По свидетельству Даниила Гранина, «вокруг Десницкого бродило множество легенд – о том, что его дочь, младшая, вышла замуж за принца из Таиланда и пребывает там королевой, сам Десницкий после революции, увидев, что творится в стране, вышел из коммунистической партии, как это ему удалось, неизвестно. В 1920 году Ленин просил его вернуться в партию, но Десницкий уклонился. Когда в Ленинграде отметили его семидесятилетие, Сталин был недоволен: зачем такого человека праздновать, если он вышел из партии, однако предупредил, чтоб не трогали его» (Д.Гранин. Причуды моей памяти. М., 2009).







Василий ДЕСНИЦКИЙ
Василий ДЕСНИЦКИЙ

Василий Алексеевич Десницкий родился 30 января (по новому стилю 11 февраля) 1878 года в Нижегородской губернии, в селе Покрове Сергачского уезда. Уже 4 октября 1940 года он, готовя автобиографию для Союза писателей, рассказывал: «Отец умер в 1884 г. Детские годы жил при матери, получавшей пенсию до десяти рублей в год. Образование получил в земской школе с. Покрова, духовном училище в заштатном городе Починках и в Нижегородской духовной семинарии, которую окончил в 1899 г. по первому разряду, но с четвёркой по поведению (за революционный образ мыслей). В 1899 г. поступил в Дерптский (Юрьевский) университет на историческое отделение. Каждый год – на первом, втором и третьем курсах – исключался за участие в студенческих беспорядках. В 1902 г. образование прервано – арестован. Затем были другие аресты. Возобновил обучение там же, в Дерпте, только в 1907 г. Полученное мною образование в настоящее время: окончил историко-филологический факультет по двум отделениям – историческому и словесному со званием учителя средней школы и юридический факультет (без сдачи государственных экзаменов)».
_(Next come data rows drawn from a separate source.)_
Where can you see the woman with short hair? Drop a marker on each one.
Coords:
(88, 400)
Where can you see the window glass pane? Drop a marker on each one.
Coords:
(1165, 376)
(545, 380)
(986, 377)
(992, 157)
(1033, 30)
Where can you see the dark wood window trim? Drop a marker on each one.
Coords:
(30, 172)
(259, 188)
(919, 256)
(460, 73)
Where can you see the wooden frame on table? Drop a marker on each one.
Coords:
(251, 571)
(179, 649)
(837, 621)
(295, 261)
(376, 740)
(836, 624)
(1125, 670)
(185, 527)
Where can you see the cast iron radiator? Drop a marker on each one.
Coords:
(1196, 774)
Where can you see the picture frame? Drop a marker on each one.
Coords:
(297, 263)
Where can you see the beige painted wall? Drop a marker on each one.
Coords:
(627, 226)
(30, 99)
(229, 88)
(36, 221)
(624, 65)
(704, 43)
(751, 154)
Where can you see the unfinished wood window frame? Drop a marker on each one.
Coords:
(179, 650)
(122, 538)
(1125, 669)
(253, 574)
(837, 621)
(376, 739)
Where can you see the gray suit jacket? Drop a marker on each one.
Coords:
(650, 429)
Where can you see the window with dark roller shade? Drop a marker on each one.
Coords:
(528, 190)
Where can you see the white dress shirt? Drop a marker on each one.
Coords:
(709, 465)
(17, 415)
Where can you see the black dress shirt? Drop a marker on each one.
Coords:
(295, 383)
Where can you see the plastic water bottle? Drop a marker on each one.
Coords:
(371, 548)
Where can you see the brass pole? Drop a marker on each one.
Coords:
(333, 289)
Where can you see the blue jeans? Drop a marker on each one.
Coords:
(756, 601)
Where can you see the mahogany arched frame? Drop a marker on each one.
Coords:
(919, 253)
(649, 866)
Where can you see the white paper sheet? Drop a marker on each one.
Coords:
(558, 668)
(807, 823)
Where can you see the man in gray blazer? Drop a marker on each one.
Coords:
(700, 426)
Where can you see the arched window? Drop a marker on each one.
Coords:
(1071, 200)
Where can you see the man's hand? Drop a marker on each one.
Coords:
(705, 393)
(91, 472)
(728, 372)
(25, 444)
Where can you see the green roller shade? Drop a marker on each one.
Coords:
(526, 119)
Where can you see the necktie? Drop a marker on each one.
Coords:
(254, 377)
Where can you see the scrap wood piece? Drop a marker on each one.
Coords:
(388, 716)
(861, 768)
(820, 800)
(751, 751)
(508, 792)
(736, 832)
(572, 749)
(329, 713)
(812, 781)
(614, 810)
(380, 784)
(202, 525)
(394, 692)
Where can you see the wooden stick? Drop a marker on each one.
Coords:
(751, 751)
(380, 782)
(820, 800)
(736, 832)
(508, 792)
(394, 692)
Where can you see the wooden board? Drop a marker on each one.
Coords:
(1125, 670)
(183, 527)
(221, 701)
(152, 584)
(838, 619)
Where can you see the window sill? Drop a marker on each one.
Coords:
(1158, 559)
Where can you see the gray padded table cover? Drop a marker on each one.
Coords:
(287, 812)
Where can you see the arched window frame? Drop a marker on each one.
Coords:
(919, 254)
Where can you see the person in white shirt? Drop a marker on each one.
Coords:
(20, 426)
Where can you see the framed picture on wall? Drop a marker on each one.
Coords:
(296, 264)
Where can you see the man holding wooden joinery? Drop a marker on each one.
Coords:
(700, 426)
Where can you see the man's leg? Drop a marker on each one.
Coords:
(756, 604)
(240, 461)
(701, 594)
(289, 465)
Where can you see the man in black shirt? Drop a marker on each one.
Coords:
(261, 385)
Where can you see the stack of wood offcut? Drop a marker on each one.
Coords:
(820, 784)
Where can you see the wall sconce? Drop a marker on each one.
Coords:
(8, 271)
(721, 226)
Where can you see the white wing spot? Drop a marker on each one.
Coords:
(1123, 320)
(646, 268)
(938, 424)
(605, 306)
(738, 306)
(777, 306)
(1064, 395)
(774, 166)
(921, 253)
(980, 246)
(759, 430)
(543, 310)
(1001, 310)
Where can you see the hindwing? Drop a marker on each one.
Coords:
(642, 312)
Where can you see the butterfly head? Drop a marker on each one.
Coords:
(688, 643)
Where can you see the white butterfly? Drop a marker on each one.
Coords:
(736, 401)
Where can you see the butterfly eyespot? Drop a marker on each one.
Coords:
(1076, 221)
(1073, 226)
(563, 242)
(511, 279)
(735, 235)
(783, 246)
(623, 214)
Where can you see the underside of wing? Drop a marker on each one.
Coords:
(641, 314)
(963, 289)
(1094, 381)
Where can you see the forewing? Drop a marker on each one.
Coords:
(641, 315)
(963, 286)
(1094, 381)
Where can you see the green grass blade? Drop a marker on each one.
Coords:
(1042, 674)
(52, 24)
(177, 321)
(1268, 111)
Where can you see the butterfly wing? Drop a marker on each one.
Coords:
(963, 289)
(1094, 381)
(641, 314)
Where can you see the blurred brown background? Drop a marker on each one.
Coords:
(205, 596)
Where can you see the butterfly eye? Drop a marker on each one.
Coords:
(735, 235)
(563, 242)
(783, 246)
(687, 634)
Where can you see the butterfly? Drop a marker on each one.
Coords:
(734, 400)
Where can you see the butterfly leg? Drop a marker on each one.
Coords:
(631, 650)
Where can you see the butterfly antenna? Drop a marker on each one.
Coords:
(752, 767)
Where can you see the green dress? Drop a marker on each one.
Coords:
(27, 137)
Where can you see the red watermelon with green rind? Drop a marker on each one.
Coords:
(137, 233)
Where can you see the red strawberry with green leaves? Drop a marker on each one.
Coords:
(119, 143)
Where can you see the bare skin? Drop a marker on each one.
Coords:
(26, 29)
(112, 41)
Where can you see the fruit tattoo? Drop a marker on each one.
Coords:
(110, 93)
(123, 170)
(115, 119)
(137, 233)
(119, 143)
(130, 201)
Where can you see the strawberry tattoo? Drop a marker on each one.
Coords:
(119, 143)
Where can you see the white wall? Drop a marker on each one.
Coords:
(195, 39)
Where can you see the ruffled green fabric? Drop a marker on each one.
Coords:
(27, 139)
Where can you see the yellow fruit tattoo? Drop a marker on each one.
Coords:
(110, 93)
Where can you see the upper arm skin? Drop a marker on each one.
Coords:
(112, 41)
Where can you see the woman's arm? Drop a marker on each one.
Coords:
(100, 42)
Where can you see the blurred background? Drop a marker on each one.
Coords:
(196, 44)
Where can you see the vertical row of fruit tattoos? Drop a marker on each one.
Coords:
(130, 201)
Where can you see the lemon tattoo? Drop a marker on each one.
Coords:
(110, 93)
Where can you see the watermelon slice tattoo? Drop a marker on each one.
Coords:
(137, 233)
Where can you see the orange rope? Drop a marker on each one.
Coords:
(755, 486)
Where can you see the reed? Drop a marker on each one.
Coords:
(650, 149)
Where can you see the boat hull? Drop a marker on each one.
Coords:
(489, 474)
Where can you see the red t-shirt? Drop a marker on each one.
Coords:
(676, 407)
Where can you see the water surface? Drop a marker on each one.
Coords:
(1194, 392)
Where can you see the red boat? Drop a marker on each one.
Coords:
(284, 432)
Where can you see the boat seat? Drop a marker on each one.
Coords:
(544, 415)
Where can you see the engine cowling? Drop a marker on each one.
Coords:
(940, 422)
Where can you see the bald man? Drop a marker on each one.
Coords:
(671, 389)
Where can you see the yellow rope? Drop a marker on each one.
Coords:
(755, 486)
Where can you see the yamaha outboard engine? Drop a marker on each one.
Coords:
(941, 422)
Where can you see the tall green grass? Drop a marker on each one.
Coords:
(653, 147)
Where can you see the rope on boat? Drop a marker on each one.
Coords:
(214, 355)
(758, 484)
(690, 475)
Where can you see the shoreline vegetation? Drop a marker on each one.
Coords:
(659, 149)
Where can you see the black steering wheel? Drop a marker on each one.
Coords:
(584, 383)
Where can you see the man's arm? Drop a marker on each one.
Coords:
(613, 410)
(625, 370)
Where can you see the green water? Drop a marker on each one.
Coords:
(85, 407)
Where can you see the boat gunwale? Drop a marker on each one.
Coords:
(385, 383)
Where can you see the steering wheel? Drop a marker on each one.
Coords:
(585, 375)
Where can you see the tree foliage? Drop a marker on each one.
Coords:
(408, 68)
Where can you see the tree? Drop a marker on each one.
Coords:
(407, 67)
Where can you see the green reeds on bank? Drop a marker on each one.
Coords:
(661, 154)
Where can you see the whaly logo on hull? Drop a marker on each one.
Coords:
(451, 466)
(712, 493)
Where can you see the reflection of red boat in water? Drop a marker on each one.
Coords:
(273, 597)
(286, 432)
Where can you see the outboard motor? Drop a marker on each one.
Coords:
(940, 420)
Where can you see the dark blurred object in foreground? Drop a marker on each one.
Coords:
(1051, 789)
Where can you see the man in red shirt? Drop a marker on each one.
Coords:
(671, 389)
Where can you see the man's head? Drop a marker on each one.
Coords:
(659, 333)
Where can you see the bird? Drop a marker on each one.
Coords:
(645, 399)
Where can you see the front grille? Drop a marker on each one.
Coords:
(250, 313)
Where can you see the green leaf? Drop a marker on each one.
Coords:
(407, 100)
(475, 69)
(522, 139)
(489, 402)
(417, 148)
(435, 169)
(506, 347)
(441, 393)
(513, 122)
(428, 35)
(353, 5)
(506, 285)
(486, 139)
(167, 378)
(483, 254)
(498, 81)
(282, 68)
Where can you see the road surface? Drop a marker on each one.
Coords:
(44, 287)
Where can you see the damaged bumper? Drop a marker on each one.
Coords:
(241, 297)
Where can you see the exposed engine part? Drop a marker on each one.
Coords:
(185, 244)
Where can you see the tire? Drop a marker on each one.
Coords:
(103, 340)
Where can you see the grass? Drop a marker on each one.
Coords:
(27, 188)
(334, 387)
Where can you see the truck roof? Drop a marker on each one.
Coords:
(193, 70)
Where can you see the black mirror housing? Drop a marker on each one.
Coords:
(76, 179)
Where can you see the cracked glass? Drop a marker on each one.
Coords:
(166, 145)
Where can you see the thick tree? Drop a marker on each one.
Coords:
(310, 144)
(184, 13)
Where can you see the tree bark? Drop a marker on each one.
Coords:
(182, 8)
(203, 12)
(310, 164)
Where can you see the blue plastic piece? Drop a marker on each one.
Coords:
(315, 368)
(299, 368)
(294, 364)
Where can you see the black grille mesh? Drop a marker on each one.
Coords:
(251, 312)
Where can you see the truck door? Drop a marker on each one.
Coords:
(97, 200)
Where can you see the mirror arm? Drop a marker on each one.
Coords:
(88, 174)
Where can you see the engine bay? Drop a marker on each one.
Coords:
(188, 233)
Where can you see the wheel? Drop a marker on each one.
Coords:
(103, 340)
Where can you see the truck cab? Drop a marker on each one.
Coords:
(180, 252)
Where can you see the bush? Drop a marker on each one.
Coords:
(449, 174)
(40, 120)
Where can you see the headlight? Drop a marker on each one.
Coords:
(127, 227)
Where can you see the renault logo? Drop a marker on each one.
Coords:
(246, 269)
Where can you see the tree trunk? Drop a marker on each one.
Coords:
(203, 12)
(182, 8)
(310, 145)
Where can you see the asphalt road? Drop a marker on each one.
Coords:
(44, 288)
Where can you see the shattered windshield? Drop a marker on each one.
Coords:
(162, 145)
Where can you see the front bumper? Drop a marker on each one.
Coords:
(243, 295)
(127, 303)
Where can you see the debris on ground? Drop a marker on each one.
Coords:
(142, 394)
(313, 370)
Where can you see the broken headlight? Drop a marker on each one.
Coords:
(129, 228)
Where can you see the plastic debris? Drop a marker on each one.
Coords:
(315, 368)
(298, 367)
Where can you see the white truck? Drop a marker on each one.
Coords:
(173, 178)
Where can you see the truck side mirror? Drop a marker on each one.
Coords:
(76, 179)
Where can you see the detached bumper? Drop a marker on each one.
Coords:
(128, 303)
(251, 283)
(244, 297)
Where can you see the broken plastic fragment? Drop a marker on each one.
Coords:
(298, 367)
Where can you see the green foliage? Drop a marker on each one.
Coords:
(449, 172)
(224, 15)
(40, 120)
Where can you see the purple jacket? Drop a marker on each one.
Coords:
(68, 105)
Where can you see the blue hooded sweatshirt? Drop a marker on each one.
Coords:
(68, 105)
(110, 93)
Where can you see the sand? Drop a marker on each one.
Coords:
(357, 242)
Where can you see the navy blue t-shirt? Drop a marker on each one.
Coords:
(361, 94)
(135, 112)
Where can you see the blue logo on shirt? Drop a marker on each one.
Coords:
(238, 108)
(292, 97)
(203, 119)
Здесь стоит добавить, что одно время Десницкий был весьма деятельным большевиком. Он писал в автобиографии: «С 1896–1897 г. по 1917 г. – член партии РСДРП(б). Работал в Нижнем, Сормове, Москве, Петербурге и т.д. и в партийных организационных разъездах (Урал, Поволжье, Юг России, заграница)… Кандидат в члены ЦК (большевиков) после III съезда, член ЦК (от большевиков) после IV съезда партии. Делегат на партийные съезды: I-й (поздно получил явку – не был), II – арестован на границе, III – в Лондоне (председатель мандатной комиссии, докладчик по организ. вопросу и т.д.), IV – в Стокгольме (секретарь съезда – от большевиков), V – в Лондоне <…> В годы 1902–1907-й неоднократно подвергался арестам и сидел в тюрьмах – в Дерпте, Вольмаре, Вендене, Нижнем Новгороде, Каменец-Подольске, в общей сложности свыше двух лет. В ссылке и каторге не был, но имел приговоры: Архангельск на 3 года, Нижне-Колымск на 8 лет».


В перерывах между скитаниями по заграницам и арестами Десницкий женился. В 1904 году у него родился сын. Но через шесть лет супруга борца неожиданно умерла. После её смерти Десницкий женился на враче Александре Митрофановне, которая подарила ему двух дочерей – Агнию и Ольгу.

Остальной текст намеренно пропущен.